Subito dopo la sua prima elezione, Obama aveva promesso che si sarebbe impegnato per la causa palestinese e che avrebbe cercato di risolvere il conflitto con Israele. Di fatto però in quattro anni non ha fatto nulla. L’auspicio è che faccia quantomeno qualcosa per la Siria, la cui situazione è sempre più drammatica. Sono stati più apprezzabili i suoi sforzi in Egitto, dove Obama ha cercato di rafforzare le relazioni e risolvere alcuni problemi, impegnandosi inoltre per contrastare l’emergere del ruolo dell’Iran nella regione. La collaborazione di Obama con il governo egiziano è andata in questa direzione, e l’America ha inviato una delegazione in Egitto per stabilirvi relazioni commerciali. La somma destinata a queste iniziative è stata pari a 375 milioni di dollari.



Che cosa dovrebbe fare Obama per far progredire la pace tra israeliani e palestinesi?

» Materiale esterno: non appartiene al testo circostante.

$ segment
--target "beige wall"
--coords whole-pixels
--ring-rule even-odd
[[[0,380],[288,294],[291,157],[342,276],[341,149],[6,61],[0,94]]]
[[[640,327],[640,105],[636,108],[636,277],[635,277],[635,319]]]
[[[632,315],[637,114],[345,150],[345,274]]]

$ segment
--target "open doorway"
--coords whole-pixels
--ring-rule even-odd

A un certo punto i negoziati tra israeliani e palestinesi si sono interrotti. Secondo i palestinesi il motivo è che gli israeliani non hanno affrontato le trattative con sufficiente serietà, continuando a rimandare qualsiasi decisione e nel frattempo estendono il più possibile gli insediamenti dei coloni. Dal punto di vista israeliano invece la Palestina non è un vero partner per negoziati di pace. Personalmente ritengo che se il presidente Obama dovesse fare pressione su entrambe le parti, e specialmente sugli israeliani, il processo di pace ricomincerebbe a fare dei passi in avanti, con la riapertura dei negoziati senza pre-condizioni da parte di nessuno.



Che cosa ne pensa del veto posto da Obama contro la richiesta della Palestina di essere riconosciuta come membro dell’Onu?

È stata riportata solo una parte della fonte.